The oxygen evolution reaction (OER) as the anodic half-reaction of water electrolysis has received growing attention due to its paramount role in the green and sustainable production of hydrogen fuel and metal-air batteries. Herein, we report the synthesis of five CoFe-layered double hydroxides (CoFe-LDHs) and their application toward the electrocatalytic OER in an alkaline medium.
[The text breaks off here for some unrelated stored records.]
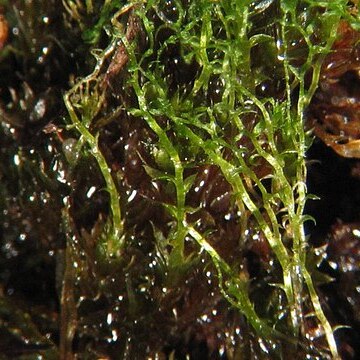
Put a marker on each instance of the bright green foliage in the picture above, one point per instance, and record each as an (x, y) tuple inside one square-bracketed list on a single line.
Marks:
[(221, 40)]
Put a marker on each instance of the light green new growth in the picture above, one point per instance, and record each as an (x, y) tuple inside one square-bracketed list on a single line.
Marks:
[(278, 138)]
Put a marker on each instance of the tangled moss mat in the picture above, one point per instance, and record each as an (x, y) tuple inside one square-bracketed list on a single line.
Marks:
[(153, 180)]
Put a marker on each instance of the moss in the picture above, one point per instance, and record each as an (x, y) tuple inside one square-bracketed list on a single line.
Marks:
[(183, 158)]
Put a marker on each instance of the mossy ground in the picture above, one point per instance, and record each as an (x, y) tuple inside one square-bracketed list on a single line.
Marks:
[(165, 191)]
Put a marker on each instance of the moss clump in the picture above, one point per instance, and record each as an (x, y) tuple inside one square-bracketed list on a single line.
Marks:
[(183, 156)]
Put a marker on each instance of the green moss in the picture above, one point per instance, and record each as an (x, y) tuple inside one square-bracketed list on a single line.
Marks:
[(201, 76)]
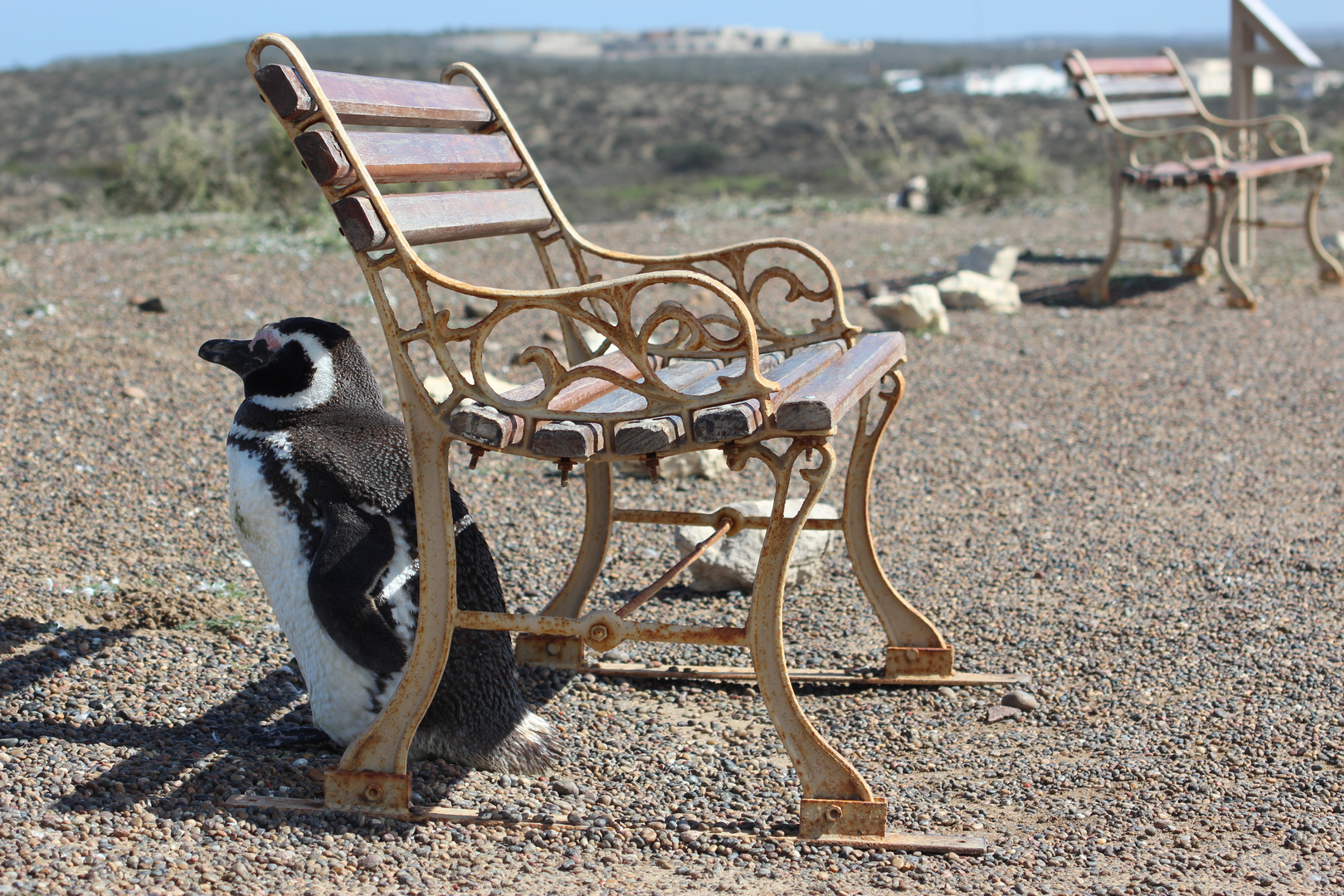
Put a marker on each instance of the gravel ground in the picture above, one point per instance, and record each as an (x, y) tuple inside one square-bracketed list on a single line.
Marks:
[(1138, 505)]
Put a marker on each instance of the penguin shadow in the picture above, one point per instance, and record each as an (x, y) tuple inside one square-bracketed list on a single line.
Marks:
[(186, 763)]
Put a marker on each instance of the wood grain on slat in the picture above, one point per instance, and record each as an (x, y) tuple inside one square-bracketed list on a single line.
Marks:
[(438, 218), (1238, 171), (494, 427), (840, 386), (1138, 109), (407, 158), (1124, 66), (360, 100), (739, 419), (1132, 86), (582, 440)]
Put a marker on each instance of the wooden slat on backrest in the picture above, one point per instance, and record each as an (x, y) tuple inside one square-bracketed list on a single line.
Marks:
[(360, 100), (407, 158), (1132, 86), (1140, 109), (1122, 66), (440, 218)]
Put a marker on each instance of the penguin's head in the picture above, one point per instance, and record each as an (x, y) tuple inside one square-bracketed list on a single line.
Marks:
[(299, 363)]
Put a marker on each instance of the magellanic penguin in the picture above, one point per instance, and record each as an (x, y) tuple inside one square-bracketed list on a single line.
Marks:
[(320, 496)]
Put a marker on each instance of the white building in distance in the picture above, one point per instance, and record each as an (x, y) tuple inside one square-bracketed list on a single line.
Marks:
[(1001, 82), (1214, 78), (735, 41)]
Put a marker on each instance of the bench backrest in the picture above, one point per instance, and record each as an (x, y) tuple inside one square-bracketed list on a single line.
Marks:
[(402, 158), (1135, 89)]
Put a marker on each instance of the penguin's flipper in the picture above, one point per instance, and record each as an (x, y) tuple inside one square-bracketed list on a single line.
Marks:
[(288, 737), (355, 550)]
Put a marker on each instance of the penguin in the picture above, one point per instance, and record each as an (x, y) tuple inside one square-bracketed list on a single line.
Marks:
[(320, 499)]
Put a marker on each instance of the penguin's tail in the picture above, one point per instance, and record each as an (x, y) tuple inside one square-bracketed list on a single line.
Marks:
[(528, 750)]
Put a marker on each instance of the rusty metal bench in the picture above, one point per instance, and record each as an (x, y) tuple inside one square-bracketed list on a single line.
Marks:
[(633, 387), (1218, 153)]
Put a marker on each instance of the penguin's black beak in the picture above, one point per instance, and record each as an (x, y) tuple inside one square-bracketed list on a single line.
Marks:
[(238, 355)]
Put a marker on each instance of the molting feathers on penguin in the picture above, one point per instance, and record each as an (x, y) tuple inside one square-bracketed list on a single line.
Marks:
[(320, 496)]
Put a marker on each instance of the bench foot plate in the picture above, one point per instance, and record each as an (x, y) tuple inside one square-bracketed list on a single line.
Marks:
[(804, 676), (905, 843)]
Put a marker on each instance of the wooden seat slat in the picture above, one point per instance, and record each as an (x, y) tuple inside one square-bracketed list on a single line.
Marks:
[(1237, 171), (440, 218), (577, 438), (1140, 109), (1122, 66), (496, 429), (360, 100), (407, 158), (840, 386), (1132, 86), (739, 419)]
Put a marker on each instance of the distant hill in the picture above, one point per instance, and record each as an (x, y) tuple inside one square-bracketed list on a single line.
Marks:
[(600, 129)]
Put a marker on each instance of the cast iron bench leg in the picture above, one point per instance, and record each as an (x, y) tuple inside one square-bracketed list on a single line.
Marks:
[(836, 800)]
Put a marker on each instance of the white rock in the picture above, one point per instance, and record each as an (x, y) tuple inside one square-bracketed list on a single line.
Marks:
[(706, 465), (732, 563), (991, 261), (919, 308), (1333, 243), (971, 290)]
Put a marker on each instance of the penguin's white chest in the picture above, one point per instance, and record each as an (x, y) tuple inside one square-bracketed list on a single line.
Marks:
[(344, 694)]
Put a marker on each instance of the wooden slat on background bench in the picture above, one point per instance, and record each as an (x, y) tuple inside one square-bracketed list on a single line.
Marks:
[(572, 438), (496, 429), (407, 158), (360, 100), (840, 386), (739, 419), (1138, 109), (1132, 86), (1237, 171), (1124, 66), (438, 218)]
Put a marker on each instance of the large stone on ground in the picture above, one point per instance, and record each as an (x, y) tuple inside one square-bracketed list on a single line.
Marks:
[(991, 261), (732, 563), (977, 292), (1333, 243), (918, 308)]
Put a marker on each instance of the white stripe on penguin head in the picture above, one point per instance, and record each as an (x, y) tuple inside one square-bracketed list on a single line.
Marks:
[(324, 373)]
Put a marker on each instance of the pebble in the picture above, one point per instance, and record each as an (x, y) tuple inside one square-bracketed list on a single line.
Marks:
[(1020, 700)]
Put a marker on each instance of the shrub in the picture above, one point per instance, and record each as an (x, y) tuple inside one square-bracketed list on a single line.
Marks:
[(986, 175), (188, 165), (686, 158)]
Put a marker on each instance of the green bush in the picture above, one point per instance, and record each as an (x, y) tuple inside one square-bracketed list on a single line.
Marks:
[(188, 165), (986, 176)]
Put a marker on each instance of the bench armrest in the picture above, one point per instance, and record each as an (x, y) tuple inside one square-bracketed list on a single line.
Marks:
[(749, 278), (635, 340)]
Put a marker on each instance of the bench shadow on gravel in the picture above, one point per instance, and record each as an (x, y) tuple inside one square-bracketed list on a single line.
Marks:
[(1121, 289)]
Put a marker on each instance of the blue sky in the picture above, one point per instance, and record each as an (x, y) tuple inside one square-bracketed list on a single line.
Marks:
[(39, 32)]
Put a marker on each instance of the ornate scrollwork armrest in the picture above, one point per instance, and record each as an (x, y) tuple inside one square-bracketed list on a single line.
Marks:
[(728, 329), (750, 282)]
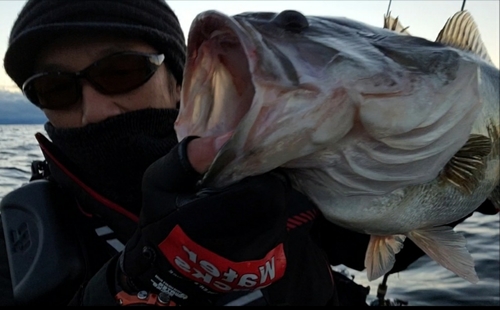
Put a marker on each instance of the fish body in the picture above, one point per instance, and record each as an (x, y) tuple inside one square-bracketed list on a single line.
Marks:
[(390, 135)]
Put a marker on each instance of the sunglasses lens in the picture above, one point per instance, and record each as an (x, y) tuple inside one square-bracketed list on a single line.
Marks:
[(53, 91), (116, 74), (120, 73)]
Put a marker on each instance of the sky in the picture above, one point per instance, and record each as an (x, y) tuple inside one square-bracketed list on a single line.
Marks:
[(425, 18)]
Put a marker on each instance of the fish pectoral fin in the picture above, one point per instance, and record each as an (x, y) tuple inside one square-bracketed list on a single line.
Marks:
[(461, 31), (447, 248), (380, 254), (466, 168)]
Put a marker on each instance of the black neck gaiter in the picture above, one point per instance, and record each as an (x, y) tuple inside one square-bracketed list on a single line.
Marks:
[(111, 156)]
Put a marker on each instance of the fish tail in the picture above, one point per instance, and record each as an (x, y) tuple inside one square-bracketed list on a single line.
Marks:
[(447, 248), (380, 254)]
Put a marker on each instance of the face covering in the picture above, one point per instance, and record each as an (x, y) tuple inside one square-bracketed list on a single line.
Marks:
[(111, 156)]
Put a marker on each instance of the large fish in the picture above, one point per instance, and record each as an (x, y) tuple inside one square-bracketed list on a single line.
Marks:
[(390, 135)]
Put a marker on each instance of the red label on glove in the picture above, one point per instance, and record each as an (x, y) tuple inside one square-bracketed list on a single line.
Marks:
[(218, 273)]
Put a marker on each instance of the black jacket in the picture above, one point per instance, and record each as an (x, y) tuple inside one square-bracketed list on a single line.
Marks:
[(98, 228)]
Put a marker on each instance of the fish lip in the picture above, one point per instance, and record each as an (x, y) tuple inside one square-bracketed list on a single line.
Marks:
[(216, 43), (206, 23)]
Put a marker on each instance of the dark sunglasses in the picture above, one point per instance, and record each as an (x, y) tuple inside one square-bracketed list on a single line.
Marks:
[(115, 74)]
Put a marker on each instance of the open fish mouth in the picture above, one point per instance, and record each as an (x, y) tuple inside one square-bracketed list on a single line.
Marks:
[(218, 91)]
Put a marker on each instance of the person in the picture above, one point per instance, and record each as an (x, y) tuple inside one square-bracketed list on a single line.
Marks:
[(113, 214)]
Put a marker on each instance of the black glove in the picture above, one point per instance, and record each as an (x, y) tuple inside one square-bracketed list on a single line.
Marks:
[(194, 245)]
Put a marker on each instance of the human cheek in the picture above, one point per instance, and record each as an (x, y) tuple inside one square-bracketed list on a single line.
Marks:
[(64, 118)]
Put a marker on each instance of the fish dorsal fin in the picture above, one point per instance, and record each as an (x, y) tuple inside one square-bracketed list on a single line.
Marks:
[(393, 24), (461, 31), (466, 167)]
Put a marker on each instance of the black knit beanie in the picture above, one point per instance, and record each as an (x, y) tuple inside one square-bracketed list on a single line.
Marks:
[(41, 21)]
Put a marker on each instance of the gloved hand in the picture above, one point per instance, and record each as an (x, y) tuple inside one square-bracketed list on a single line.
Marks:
[(193, 245)]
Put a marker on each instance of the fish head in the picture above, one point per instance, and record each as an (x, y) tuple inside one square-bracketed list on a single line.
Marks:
[(286, 85)]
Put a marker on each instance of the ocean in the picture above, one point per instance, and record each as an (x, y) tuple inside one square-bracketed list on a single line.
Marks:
[(424, 283)]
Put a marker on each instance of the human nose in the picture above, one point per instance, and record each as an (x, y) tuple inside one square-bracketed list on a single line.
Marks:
[(96, 107)]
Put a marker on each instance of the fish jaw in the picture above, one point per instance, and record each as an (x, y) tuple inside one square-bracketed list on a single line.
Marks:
[(236, 82)]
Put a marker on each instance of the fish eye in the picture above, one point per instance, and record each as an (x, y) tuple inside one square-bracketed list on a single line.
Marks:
[(291, 20)]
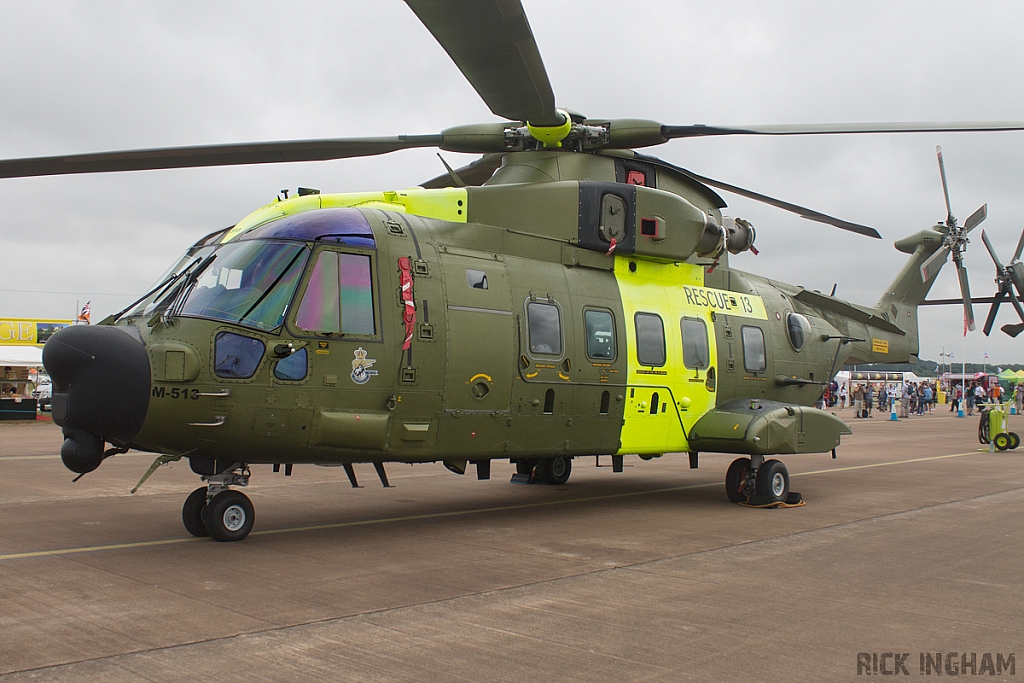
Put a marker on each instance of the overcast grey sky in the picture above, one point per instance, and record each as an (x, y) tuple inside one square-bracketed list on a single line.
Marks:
[(79, 77)]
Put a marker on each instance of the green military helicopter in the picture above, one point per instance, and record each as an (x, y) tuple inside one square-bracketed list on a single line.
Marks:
[(561, 296)]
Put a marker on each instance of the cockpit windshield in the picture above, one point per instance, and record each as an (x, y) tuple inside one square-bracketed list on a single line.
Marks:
[(249, 283)]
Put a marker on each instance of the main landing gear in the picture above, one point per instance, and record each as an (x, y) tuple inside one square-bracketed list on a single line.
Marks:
[(217, 511), (552, 471), (755, 477)]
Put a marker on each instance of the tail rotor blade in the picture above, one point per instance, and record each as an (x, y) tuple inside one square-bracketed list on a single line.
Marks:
[(991, 252), (966, 292), (1020, 248), (930, 267), (945, 188), (993, 309), (975, 218)]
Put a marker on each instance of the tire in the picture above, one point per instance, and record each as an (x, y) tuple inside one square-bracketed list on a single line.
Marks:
[(228, 516), (192, 513), (773, 480), (554, 471), (524, 466), (735, 477)]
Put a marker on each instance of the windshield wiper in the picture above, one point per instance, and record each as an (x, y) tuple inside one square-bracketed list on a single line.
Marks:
[(270, 289), (162, 288), (177, 301)]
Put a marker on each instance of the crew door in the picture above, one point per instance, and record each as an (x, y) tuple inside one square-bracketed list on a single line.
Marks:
[(479, 352)]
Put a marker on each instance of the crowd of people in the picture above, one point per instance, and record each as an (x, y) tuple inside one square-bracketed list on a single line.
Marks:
[(915, 397)]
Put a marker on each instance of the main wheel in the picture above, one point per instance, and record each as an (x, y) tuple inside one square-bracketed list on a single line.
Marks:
[(773, 480), (192, 513), (735, 478), (524, 466), (554, 470), (228, 516)]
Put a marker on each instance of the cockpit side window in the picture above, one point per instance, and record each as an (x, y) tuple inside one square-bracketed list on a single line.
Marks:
[(339, 296)]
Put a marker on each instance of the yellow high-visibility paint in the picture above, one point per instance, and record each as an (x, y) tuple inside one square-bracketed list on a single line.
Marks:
[(663, 402), (446, 204)]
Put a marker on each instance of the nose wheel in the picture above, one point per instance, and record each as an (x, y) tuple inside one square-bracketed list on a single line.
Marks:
[(768, 480), (218, 512), (228, 516)]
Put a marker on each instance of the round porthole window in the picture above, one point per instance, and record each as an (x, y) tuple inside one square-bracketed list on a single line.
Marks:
[(799, 329)]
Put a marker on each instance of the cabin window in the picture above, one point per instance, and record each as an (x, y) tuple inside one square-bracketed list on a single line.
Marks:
[(799, 330), (755, 358), (696, 353), (545, 328), (477, 280), (650, 339), (339, 296), (600, 335), (236, 356), (292, 368)]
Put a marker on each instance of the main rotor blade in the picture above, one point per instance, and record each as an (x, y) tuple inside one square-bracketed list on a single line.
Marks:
[(950, 219), (1017, 304), (1020, 248), (493, 45), (475, 173), (1013, 330), (700, 130), (803, 212), (993, 309), (966, 292), (213, 155), (931, 266), (991, 252), (975, 218)]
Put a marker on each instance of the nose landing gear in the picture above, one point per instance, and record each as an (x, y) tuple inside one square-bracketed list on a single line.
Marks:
[(216, 510)]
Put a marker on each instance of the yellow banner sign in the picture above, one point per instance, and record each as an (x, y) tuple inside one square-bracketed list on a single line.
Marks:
[(28, 332)]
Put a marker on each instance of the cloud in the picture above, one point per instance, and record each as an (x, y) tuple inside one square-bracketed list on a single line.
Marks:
[(122, 75)]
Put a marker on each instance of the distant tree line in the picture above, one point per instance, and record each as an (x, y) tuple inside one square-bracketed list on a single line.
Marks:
[(928, 368)]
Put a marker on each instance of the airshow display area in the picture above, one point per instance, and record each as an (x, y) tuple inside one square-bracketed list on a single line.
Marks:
[(22, 343)]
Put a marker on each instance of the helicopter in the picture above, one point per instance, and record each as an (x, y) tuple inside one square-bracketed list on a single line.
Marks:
[(563, 295)]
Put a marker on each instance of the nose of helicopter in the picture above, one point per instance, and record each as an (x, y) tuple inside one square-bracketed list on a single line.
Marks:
[(100, 379)]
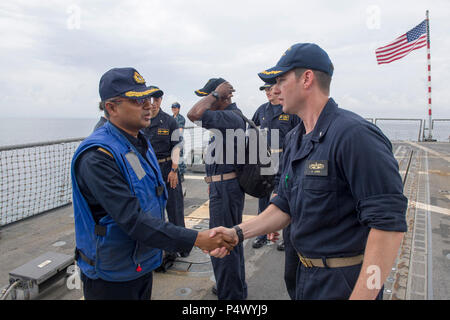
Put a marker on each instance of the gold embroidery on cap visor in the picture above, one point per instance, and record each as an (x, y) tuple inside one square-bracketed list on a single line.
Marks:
[(271, 72), (316, 166), (140, 94), (138, 78), (163, 132)]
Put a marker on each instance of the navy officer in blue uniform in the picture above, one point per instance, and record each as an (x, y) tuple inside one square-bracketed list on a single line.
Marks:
[(270, 116), (340, 188), (119, 198), (181, 124), (226, 198), (165, 138)]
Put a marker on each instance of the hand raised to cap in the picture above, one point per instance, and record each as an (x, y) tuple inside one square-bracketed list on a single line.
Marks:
[(208, 243), (225, 90)]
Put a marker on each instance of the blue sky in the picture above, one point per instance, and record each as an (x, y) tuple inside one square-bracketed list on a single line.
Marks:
[(53, 53)]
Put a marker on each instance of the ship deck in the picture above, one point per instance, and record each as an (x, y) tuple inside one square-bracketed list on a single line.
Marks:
[(420, 271)]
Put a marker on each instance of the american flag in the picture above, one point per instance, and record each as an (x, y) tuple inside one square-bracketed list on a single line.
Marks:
[(414, 39)]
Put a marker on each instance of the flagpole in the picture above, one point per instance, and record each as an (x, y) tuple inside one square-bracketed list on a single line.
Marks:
[(430, 121)]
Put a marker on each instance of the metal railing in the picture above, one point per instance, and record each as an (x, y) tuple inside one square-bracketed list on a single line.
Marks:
[(401, 133), (35, 178)]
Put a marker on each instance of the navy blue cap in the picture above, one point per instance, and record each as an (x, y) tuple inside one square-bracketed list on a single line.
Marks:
[(300, 55), (156, 92), (209, 87), (265, 86), (125, 82)]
CoFe-LDHs were prepared via a novel hydrothermal route from the MIL-88A metal-organic framework (MOF). The Co-to-Fe ratios in the LDHs were systematically modified to tune the electrocatalytic activity in the OER. It was observed that the as-prepared Co 0.39 Fe 0.61 -LDH demonstrated a superior electrocatalytic performance compared to the rest of the materials. More precisely, Co 0.39 Fe 0.61 -LDH required an overpotential of 227 mV to derive 20 mA cm −2 current density with a Tafel slope of 36.8 mV dec −1 and exhibited remarkable electrochemical stability. Besides, this LDH delivered an industrial-scale current density of 600 mA cm −2 at an overpotential of 284 mV. Our results imply that modulating the metal content of LDHs is a simple yet effective strategy to promote their electrocatalytic activity toward the OER. This work demonstrates the fabrication of MIL-88A-derived CoFe-LDHs with variable Co/Fe molar ratio as efficient electrocatalysts toward the alkaline OER.